Audio-visual End-to-end Multi-channel Speech Separation, Dereverberation and Recognition
Guinan Li, Jiajun Deng, Mengzhe Geng, Zengrui Jin, Tianzi Wang, Shujie, Hu, Mingyu Cui, Helen Meng, Xunying Liu

TL;DR
This paper introduces an audio-visual multi-channel system that integrates visual information into speech separation, dereverberation, and recognition, significantly improving accuracy in challenging cocktail party scenarios.
Contribution
It proposes a fully integrated audio-visual approach with end-to-end fine-tuning, demonstrating substantial WER reductions over audio-only methods.
Findings
Achieved 9.1% and 6.2% absolute WER reduction over baselines.
Improved speech quality scores such as PESQ, STOI, SRMR.

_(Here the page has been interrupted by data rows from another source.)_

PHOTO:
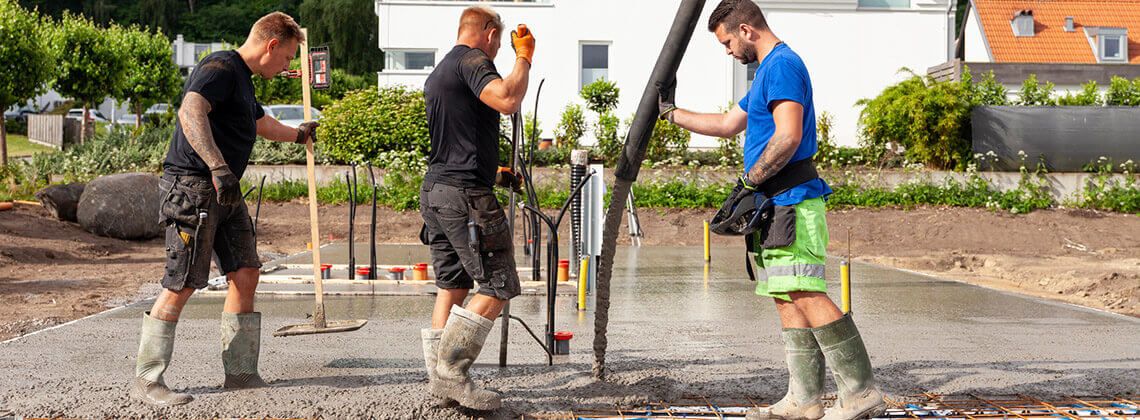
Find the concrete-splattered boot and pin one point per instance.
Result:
(156, 344)
(241, 346)
(805, 380)
(430, 338)
(858, 397)
(458, 347)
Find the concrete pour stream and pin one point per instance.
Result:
(673, 333)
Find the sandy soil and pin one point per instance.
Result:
(54, 272)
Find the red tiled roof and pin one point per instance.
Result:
(1051, 43)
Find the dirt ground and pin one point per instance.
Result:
(54, 272)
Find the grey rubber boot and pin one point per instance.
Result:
(430, 338)
(241, 346)
(458, 347)
(156, 344)
(858, 397)
(805, 380)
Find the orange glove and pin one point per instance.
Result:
(522, 40)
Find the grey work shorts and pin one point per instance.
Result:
(459, 259)
(197, 226)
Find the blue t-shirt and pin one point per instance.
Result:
(781, 77)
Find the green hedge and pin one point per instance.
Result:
(387, 127)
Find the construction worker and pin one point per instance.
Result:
(203, 209)
(464, 225)
(779, 143)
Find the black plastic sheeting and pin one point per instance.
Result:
(1067, 138)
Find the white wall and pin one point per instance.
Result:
(851, 54)
(977, 50)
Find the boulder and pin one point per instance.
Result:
(62, 200)
(123, 206)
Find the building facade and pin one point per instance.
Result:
(853, 49)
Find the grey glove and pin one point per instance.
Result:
(228, 186)
(307, 130)
(666, 95)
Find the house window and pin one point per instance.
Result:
(885, 3)
(1112, 48)
(409, 59)
(595, 63)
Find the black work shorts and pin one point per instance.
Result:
(459, 259)
(197, 227)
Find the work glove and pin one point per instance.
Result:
(522, 40)
(666, 93)
(506, 178)
(228, 186)
(307, 130)
(747, 184)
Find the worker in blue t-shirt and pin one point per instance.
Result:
(779, 143)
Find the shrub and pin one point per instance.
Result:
(988, 91)
(113, 151)
(927, 119)
(1033, 94)
(385, 127)
(1089, 96)
(570, 128)
(601, 96)
(1123, 93)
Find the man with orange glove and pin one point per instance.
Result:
(464, 225)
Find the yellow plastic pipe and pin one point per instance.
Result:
(708, 253)
(583, 274)
(845, 281)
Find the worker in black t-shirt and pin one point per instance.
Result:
(203, 209)
(466, 229)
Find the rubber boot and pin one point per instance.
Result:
(805, 380)
(858, 397)
(156, 345)
(458, 347)
(430, 338)
(241, 346)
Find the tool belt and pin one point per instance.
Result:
(778, 229)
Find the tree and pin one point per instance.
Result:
(151, 75)
(92, 63)
(25, 64)
(349, 30)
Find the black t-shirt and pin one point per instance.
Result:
(464, 131)
(224, 79)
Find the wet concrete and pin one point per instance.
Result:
(674, 332)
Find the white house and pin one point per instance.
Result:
(853, 49)
(1067, 42)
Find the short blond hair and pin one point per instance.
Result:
(277, 25)
(479, 17)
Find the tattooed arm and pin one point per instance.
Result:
(789, 119)
(195, 121)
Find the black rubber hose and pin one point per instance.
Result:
(629, 163)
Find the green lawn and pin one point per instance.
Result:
(19, 146)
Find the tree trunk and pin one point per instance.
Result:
(82, 126)
(3, 144)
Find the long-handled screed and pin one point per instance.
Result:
(350, 179)
(372, 235)
(319, 324)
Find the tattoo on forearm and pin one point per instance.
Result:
(773, 159)
(196, 128)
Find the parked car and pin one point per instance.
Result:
(91, 114)
(292, 115)
(127, 119)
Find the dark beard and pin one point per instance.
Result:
(749, 54)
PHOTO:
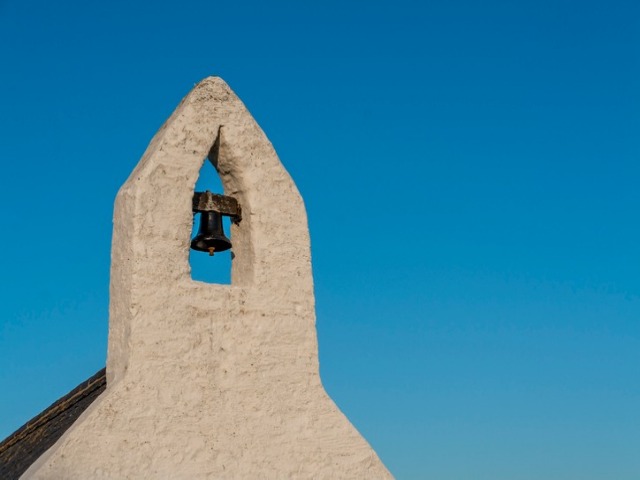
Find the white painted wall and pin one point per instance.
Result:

Validated effectiveness on simulated and replayed Oxford LRS2 data.
Abstract
Accurate recognition of cocktail party speech containing overlapping speakers, noise and reverberation remains a highly challenging task to date. Motivated by the invariance of visual modality to acoustic signal corruption, an audio-visual multi-channel speech separation, dereverberation and recognition approach featuring a full incorporation of visual information into all system components is proposed in this paper. The efficacy of the video input is consistently demonstrated in mask-based MVDR speech separation, DNN-WPE or spectral mapping (SpecM) based speech dereverberation front-end and Conformer ASR back-end. Audio-visual integrated front-end architectures performing speech separation and dereverberation in a pipelined or joint fashion via mask-based WPD are investigated. The error cost mismatch between the speech enhancement front-end and ASR back-end components is minimized by…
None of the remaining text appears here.